I 600 ospiti della cerimonia sono stati stregati dall’intrattenimento dell’effervescente Benigni: “Sono davvero orgoglioso, emozionato, di essere qua insieme a voi, a dare la cittadinanza onoraria ad Umberto Eco, a leggere estratti dalle sue opere, con la sua presenza. È come leggere pezzi di Aristotele con Aristotele presente!”.

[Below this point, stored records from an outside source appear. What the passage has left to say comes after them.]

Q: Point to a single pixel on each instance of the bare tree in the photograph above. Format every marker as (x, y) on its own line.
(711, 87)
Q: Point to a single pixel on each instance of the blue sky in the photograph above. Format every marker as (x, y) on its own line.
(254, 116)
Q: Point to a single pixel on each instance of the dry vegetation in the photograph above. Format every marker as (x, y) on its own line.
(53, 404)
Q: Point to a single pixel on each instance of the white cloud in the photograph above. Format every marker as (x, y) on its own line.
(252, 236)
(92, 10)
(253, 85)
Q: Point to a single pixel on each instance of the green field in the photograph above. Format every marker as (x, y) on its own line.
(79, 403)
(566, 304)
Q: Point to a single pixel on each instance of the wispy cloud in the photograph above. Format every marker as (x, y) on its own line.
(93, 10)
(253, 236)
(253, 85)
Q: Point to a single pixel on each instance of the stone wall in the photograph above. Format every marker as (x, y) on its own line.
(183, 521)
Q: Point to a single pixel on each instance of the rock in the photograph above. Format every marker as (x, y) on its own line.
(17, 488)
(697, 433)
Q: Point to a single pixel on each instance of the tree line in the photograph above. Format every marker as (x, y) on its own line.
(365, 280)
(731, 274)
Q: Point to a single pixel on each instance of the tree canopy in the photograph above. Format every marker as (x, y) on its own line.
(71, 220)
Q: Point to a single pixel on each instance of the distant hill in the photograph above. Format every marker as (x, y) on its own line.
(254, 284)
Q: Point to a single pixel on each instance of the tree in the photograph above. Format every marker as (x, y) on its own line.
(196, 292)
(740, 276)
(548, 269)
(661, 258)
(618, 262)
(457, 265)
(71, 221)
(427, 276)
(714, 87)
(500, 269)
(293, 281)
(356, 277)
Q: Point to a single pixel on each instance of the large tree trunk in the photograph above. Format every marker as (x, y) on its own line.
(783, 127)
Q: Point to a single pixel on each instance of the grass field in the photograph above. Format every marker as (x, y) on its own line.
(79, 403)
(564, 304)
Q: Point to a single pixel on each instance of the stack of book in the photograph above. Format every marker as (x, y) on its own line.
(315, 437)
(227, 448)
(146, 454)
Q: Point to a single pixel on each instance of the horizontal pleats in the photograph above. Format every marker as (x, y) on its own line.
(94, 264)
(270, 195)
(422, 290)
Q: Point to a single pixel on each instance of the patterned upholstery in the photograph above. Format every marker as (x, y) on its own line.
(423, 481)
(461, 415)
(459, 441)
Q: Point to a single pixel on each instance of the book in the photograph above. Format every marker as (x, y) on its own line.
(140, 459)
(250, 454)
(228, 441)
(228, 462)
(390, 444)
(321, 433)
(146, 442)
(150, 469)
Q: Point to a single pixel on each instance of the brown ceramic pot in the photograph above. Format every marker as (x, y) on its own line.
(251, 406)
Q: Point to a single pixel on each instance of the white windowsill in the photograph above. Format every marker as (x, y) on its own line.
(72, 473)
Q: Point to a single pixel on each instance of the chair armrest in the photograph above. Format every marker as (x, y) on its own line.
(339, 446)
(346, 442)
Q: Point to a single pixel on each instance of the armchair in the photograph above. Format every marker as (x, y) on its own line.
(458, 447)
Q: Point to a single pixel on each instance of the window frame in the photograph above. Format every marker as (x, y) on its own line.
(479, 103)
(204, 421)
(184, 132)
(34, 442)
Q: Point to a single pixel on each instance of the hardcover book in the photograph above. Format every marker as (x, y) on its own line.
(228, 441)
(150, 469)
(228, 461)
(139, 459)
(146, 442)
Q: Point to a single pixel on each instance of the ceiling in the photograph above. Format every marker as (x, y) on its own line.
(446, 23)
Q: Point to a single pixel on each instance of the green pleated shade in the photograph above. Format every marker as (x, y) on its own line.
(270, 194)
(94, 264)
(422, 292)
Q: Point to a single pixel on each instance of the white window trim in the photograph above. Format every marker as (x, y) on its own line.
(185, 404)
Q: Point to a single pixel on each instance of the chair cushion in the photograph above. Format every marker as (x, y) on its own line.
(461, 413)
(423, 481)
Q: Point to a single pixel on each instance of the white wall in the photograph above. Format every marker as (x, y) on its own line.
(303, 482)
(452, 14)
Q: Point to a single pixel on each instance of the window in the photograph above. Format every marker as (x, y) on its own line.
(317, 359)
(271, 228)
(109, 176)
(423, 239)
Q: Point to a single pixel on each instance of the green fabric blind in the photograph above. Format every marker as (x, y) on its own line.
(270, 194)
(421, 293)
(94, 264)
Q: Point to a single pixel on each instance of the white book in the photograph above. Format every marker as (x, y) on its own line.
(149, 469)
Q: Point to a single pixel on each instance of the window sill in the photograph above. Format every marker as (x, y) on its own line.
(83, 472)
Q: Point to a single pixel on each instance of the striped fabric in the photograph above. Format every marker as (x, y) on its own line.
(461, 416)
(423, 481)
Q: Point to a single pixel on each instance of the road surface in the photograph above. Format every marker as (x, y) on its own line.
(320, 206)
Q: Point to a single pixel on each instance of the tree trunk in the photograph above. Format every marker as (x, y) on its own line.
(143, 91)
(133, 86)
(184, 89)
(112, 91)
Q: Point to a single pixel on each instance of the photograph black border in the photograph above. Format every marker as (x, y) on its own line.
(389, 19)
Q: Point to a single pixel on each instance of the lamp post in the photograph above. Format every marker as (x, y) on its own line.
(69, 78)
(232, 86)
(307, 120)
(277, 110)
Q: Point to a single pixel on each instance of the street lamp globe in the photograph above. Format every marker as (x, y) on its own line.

Oltre alla lettura dei brani di Eco, ha deliziato i presenti con battute graffianti riguardo i più caldi temi d’attualità. In platea, autorità politiche e militari, e anche il poeta e scrittore Tonino Guerra. Eco ha commentato scherzando: “L’umiltà mi farebbe dire che non sono degno di questo conferimento. Ma sono invece degnissimo, perché San Leo mi deve un incremento economico da ben 36 anni. Ogni estate mi trasferisco nella mia casa di Monte Cerignone e almeno tre volte in un anno porto i miei ospiti in visita a San Leo. Sono stato giustamente ricompensato. San Leo è un marchio indelebile di buona parte della mia vita”.